Irisch für Anfänger: Folk-Band lässt das Publikum mitsingen „Folleri-de-dom“

Preußisch Oldendorf (WB). Wer an Irland denkt, denkt an große grüne Wiesen, kleine Pubs und fröhliche Musik. Die war am Freitagabend in der Aula der Sekundarschule zu hören. Vor 70 Besuchern spielte die Irish-Folk Band »Dancing Willow«.

Von Joscha Westerkamp
Irischer Konzertabend in der Sekundarschule: Sängerin Anna Murböck (rechts) hat das Publikum zum Mitsingen animiert – ein Schlückchen Irish-Ale konnte da hilfreich sein.
Irischer Konzertabend in der Sekundarschule: Sängerin Anna Murböck (rechts) hat das Publikum zum Mitsingen animiert – ein Schlückchen Irish-Ale konnte da hilfreich sein. Foto: Westerkamp

»Wir haben bei uns in der Band ein Faible für dramatisch endende Liebesgeschichten – zumindest in unseren Stücken«, sagte Sängerin Anna Murböck. Tragische Geschichten gab’s von der Grünen Insel zu hören, voller Melancholie, was fürs Taschentuch. Nur gut, dass die irische Band auch muntere Stücke im Portfolio hatte. Somit war trotz einer beachtlichen Länge von zweieinhalb Stunden für Abwechslung gesorgt.
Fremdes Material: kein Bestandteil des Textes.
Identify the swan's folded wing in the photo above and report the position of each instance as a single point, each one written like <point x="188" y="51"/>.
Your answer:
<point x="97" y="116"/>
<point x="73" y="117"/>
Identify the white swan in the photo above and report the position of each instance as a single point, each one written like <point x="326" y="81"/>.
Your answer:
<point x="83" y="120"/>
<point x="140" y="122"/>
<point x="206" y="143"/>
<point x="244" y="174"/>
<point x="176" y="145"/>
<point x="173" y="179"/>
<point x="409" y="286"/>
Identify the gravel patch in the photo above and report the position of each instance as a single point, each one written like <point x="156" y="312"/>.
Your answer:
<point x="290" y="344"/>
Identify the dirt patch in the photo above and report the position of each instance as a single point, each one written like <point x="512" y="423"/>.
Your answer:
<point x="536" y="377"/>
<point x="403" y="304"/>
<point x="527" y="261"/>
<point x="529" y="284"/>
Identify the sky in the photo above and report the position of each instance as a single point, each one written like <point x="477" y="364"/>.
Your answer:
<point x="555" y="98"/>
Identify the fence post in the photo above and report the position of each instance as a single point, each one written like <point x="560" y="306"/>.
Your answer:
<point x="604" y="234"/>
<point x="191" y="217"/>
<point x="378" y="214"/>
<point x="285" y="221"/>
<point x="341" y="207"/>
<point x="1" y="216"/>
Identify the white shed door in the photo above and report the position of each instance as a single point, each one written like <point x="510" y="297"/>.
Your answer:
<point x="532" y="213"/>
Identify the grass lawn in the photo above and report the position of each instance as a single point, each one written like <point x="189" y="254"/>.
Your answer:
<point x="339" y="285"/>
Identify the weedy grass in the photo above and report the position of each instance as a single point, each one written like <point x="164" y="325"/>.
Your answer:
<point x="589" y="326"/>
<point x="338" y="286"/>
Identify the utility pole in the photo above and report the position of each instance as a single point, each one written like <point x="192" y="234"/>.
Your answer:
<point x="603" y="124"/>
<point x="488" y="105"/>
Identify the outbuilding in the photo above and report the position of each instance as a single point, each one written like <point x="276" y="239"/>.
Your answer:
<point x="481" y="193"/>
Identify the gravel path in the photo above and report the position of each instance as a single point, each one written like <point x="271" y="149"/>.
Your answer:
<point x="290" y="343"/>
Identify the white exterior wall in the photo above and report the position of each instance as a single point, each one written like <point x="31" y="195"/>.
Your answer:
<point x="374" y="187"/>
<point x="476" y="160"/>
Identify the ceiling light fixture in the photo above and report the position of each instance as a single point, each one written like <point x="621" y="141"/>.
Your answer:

Das Publikum wurde in den Auftritt eingebunden, Mitklatschen, ja klar. Bei manchen Stücken sollten die Zuschauer sogar mitsingen, was bei Texten wie „Folleri-de-dom, de-dearai diddero...“ nicht immer einfach war. Nichtsdestotrotz stellte die Sängerin beeindruckt fest: »Die Preußisch Oldendorfer sind aber echt gesangsstark.« Neben Anna Murböck gehörten zur Band Barbara Kranz (Geige), Graham Connell (Akustik- und E-Gitarre), Günter Schiller (Bass), Michael Tuschewitzki (Schlagzeug) und Steffi Budde (Akkordeon). Letztere spielte nicht nur normales Akkordeon, sondern bei einigen Stücken auch »Box«, ein besonderes irisches Knopfakkordeon. Zweimal spielte sie auch »Tin Whistle«, eine irische Flöte. Neben Songs mit der gesamten Band gab es akustische Stücke, bei denen nur ein Teil der Gruppe spielte. Das komplette Konzert wurde ohne Noten aufgeführt. Zwischen den Stücken tauschten sich die Bandmitglieder kurz über das nächste Lied aus.

Letzte Veranstaltung in diesem Jahr

Für einen besonderen Moment sorgte Schlagzeuger Michael Tuschewitzki, als er zum Ende hin von der Bühne hinab ins Publikum stieg. Dort begann er, auf Tischen, Stühlen und Flaschen weiter zu trommeln. Auch ein längeres Schlagzeugsolo begeisterte die Zuschauer. Im Publikum waren Tische aufgestellt, auf denen Salzstangen und leuchtende Kerzen standen. Das sorgte für eine angenehme Atmosphäre. Passend zum Konzert wurde Irisches Ale verkauft. Das bot sich an, um die Stimme fürs Mitsingen geschmeidig zu machen.

Das Konzert war die letzte Veranstaltung des Preußisch Oldendorf Kunst- und Kulturvereins in diesem Jahr. Für den Vorsitzenden Wilhelm Lindemann war es ein gelungener Abschluss: »Es war klasse!« Generell zeigte er sich sehr zufrieden mit dem Jahr. »Wir hatten viele verschiedene Veranstaltungen, jede war auf ihre Art toll.« Für 2020 warten bereits viele neue Veranstaltungen: »Ein besonderes Highlight wird die Lesung mit Schauspieler Joe Bausch«, glaubt Lindemann.